Valve countered by calling attention to what it saw as a lack of accurate detail, but ultimately,the tribunal has decided that the process can go ahead.
Now, the interesting thing about this type of legal action is not whether the thing you have claimed is happening, but whether you can provide the requisite evidence to show that it is happening. Valve almost certainly has an effective monopoly on the PC gaming market in a legal sense, but whether that is something that they have forced, or something that everyone else just kind of opted into, is another story entirely.
What’s happening, Destructoid?
Andrej Barovic is quite excited about the upcoming God of War TV show, and a part of this is the casting of Thor. - “And speaking of Thor, we now have the official casting choice for him as well: Ólafur Darri Ólafsson, an Icelandic-American actor known for his portrayal of Mr. Drummond in the Severance TV show, who I think couldn’t have been a more perfect choice.”

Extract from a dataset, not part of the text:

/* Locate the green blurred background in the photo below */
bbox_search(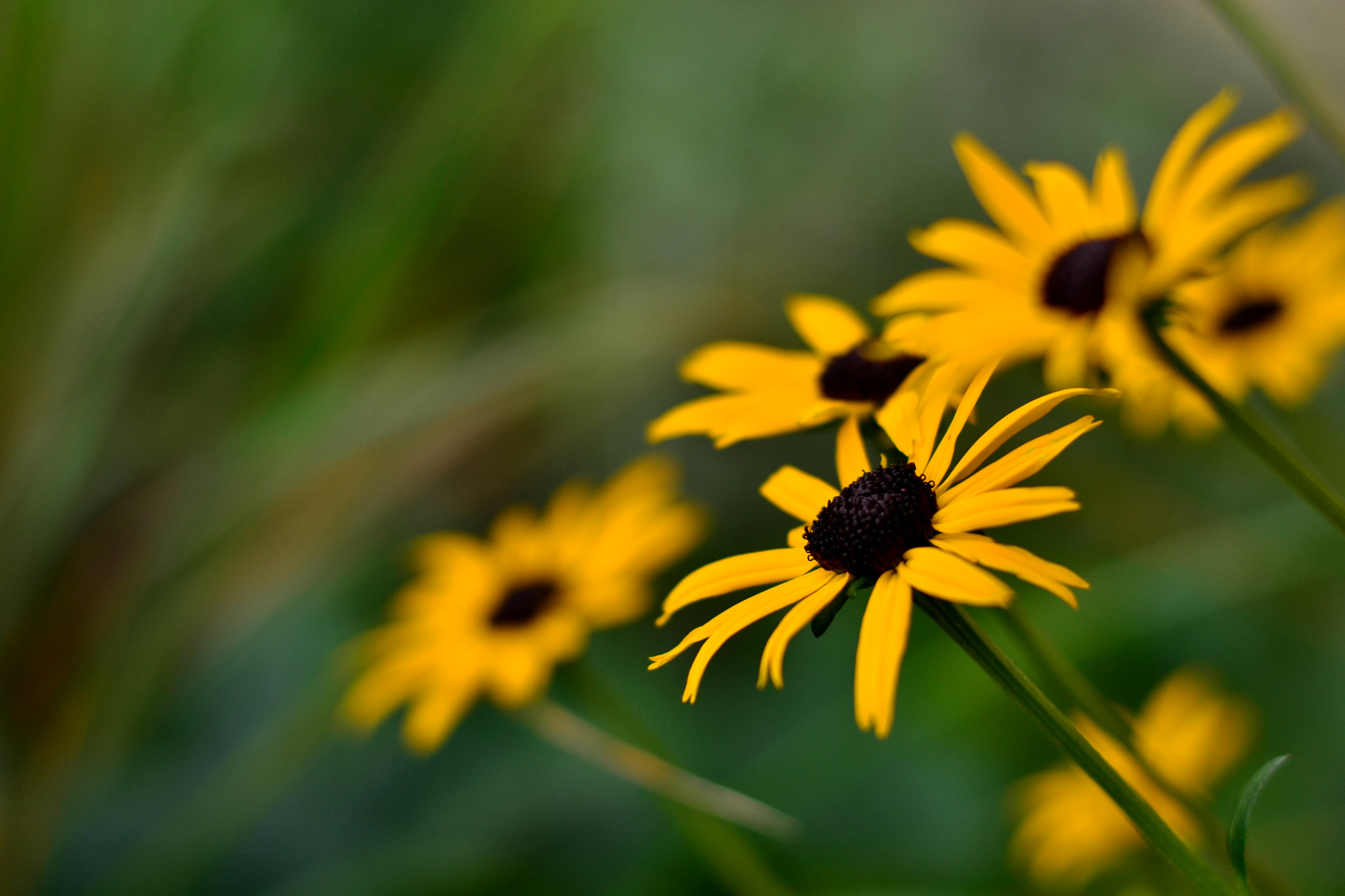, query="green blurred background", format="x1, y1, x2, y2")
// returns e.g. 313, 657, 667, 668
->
0, 0, 1345, 896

Scott Duwe got to talk to the Highguard team at a recent event, asking them about the trailer that closed out the Game Awards, and that didn’t seem to land too well with a lot of people. - “Without the backing of a publisher such as EA like Apex had, Welch says the money behind the game was going directly into the development, and not marketing. And at some point in the mid-last year, The Game Awards’ Geoff Keighley dropped by Wildlight to play Highguard as one of the first people from outside the studio to do so, and he ended up loving it. He loved it so much that Keighley told them he wanted to “do something really special” and “different” to highlight the free-to-play shooter at TGA 2025.”
Drew Kopp revisits a decade-old BBC show about the drama between GTA publisher Rockstar Games and noted anti-gaming crank, Jack Thompson. - “If The Gamechangers were a math problem, I’d tell it, “You’ve got all the right numbers.” The movie has a lot going for it: rich mise-en-scène, stylish lighting, and two incredibly talented actors helming the cast. Daniel Radcliffe plays Sam Houser, co-founder of Rockstar Games, while Bill Paxton steps into the Oxfords of Jack Thompson, delivering what would be one of his last performances before his death in 2016.”